Bind every message to a globally verifiable now. If an AI wants to impersonate you, it has to impersonate this very second.
A research demo / open-source reference implementation of HEARTBEAT — a
messaging protocol that pins each message to a publicly verifiable randomness
beacon (drand). The repo ships:
- A working protocol implementation (Python, ~800 LOC, zero home-grown cryptography — Ed25519 + BLS-12-381 standard libs only).

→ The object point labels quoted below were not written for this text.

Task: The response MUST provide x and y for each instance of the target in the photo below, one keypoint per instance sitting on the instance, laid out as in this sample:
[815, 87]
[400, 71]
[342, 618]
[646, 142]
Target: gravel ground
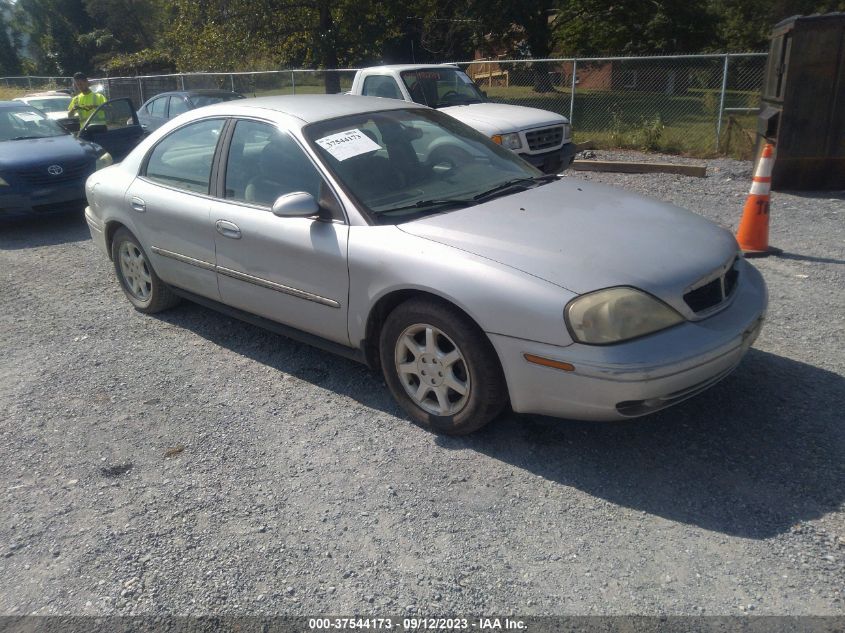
[192, 464]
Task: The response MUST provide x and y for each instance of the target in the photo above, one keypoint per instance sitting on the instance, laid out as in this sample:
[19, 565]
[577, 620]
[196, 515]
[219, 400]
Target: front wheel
[441, 367]
[139, 282]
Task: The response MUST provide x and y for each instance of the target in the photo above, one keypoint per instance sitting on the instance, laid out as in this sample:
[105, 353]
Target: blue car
[43, 166]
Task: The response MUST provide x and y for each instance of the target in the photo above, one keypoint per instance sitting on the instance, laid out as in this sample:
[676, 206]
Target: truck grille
[39, 176]
[714, 292]
[546, 138]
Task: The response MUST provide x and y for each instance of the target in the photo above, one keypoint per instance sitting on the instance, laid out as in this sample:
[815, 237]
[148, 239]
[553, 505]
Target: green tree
[744, 25]
[634, 27]
[244, 34]
[10, 63]
[54, 28]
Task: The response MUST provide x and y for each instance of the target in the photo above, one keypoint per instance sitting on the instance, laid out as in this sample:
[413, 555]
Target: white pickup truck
[541, 137]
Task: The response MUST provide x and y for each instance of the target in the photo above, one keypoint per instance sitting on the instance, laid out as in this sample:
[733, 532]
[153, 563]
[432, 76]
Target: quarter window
[183, 158]
[265, 163]
[157, 107]
[381, 86]
[177, 106]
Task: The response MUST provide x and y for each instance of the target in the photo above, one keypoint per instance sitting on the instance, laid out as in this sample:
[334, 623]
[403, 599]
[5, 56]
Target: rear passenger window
[158, 107]
[183, 158]
[265, 163]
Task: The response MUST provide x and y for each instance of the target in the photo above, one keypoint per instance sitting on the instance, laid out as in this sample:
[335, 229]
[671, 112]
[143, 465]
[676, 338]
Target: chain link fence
[697, 104]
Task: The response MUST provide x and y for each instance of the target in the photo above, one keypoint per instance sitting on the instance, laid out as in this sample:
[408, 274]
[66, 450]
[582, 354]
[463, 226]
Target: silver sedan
[397, 236]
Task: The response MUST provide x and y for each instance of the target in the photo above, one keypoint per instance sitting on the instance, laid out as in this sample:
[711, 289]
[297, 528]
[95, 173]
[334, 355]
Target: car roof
[188, 93]
[401, 67]
[313, 108]
[15, 104]
[39, 95]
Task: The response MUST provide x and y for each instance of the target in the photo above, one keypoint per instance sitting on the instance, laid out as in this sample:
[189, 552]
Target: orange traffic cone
[753, 233]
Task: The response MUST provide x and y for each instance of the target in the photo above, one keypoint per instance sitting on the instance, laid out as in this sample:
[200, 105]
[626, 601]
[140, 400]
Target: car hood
[585, 237]
[40, 151]
[501, 118]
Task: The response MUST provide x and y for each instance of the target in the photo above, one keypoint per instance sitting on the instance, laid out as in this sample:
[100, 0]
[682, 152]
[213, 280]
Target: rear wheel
[139, 282]
[441, 368]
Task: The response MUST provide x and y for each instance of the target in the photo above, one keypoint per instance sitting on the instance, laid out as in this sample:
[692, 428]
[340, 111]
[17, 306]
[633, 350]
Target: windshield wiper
[433, 202]
[516, 182]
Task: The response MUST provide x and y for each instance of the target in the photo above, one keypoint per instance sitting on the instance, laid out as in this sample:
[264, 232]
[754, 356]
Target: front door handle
[138, 205]
[228, 229]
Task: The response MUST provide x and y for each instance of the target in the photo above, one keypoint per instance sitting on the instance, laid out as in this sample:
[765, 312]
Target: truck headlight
[104, 160]
[617, 314]
[510, 141]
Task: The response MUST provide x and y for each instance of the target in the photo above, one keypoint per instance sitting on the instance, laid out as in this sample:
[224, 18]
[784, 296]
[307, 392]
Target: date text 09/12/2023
[417, 623]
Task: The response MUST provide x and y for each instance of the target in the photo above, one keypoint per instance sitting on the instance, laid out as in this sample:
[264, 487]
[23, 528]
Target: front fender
[500, 299]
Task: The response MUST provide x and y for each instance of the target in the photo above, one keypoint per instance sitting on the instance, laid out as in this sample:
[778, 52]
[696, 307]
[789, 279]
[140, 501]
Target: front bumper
[60, 198]
[638, 377]
[554, 161]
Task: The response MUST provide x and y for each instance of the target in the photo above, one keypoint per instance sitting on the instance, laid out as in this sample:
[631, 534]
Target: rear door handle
[228, 229]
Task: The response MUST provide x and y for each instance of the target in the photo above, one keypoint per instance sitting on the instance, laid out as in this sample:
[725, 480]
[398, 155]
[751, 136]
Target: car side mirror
[296, 205]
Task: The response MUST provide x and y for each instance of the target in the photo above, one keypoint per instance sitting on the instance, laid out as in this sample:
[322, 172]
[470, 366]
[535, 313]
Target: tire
[429, 340]
[139, 281]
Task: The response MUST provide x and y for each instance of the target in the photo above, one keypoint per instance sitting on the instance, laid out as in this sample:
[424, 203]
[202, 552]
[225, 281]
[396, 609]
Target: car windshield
[439, 87]
[402, 164]
[204, 100]
[50, 104]
[17, 124]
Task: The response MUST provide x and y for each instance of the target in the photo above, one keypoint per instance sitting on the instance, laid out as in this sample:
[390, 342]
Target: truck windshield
[440, 87]
[399, 165]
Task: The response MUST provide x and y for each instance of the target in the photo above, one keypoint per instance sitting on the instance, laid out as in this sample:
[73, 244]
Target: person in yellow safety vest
[84, 104]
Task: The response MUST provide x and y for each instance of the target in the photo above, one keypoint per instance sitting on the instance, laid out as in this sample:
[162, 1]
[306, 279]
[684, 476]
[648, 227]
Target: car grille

- A live attack/defense web app where a real OpenAI LLM plays the adversary, and you watch the protocol either let it through or reject it, token-by-token, in your browser.
- A solo CLI demo if you don't want to set up an OpenAI key.

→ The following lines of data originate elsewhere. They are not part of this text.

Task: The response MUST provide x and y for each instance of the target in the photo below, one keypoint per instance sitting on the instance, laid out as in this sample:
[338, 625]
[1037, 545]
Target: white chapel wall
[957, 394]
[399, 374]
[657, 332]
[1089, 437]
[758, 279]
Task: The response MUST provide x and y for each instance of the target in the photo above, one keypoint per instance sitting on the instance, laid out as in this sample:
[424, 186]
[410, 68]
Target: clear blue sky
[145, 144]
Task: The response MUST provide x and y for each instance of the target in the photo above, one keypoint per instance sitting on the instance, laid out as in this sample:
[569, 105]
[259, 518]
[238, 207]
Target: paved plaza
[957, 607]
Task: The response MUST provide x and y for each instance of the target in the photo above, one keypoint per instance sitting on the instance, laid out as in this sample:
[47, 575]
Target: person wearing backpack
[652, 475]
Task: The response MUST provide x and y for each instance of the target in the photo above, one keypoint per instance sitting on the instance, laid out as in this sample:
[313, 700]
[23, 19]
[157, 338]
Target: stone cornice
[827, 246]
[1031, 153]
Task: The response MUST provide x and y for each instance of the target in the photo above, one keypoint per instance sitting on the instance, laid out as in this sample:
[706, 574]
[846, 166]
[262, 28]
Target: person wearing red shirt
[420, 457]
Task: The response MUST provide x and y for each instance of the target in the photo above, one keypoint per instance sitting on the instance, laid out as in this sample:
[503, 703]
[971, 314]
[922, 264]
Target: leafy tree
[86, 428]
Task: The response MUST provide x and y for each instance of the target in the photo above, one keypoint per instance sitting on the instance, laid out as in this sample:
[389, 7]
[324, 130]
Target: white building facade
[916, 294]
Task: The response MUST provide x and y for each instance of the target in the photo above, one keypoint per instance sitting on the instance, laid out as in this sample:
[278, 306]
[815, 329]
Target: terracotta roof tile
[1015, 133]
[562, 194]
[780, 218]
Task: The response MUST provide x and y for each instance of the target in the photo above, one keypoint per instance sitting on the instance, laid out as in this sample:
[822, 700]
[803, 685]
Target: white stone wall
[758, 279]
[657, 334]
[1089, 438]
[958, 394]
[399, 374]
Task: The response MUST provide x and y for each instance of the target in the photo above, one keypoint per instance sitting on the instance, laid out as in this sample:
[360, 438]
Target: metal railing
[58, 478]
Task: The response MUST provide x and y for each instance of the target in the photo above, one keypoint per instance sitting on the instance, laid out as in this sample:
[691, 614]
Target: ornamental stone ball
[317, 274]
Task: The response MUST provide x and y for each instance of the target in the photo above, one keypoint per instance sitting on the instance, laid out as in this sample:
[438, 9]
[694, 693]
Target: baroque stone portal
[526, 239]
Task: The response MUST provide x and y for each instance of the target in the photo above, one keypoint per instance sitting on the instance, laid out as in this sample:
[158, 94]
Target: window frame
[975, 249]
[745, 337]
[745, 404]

This is the first public combination of drand + Ed25519 message signing
designed specifically as a defense layer against AI-driven impersonation,
replay and forgery attacks on human-to-human communications.
Every message carries a freshly-pulled drand round number. The receiver rejects any message whose round is more than ±10 rounds (~30 seconds) away from "right now". An AI can forge content but it cannot forge the future output of a 20-node distributed beacon — so impersonation must happen in real time, every single message, killing the AI attacker's core advantages: offline, remote, parallel.
git clone https://github.com/zhou2030109-glitch/heartbeat.git
cd heartbeat
pip install -e .
# Generate the three demo identities (alice / bob / eve)
python -m heartbeat.tools.gen_keys
# Run the unit tests against the real drand network
pytest tests/test_smoke.py # 8 passed in ~6s
# (Optional) for the live web demo, set your OpenAI key first
export OPENAI_API_KEY=sk-... # Linux/macOS
$env:OPENAI_API_KEY = "sk-..." # Windows PowerShell
python -m heartbeat.live # opens on http://127.0.0.1:8000Open the URL — you'll see a 3-column UI:
┌────────────────┬──────────────────────┬─────────────────────┐
│ 👤 ALICE │ 👁 BOB │ 🤖 AI ATTACKER │
│ type & send │ chat + green/red │ 4 attack buttons │
│ │ badges per message │ + live reasoning │
└────────────────┴──────────────────────┴─────────────────────┘
Type a sentence as Alice. Watch Bob get a 🟢 verified bubble. Then trigger any of the four attacks and watch GPT-4o-mini try — and fail.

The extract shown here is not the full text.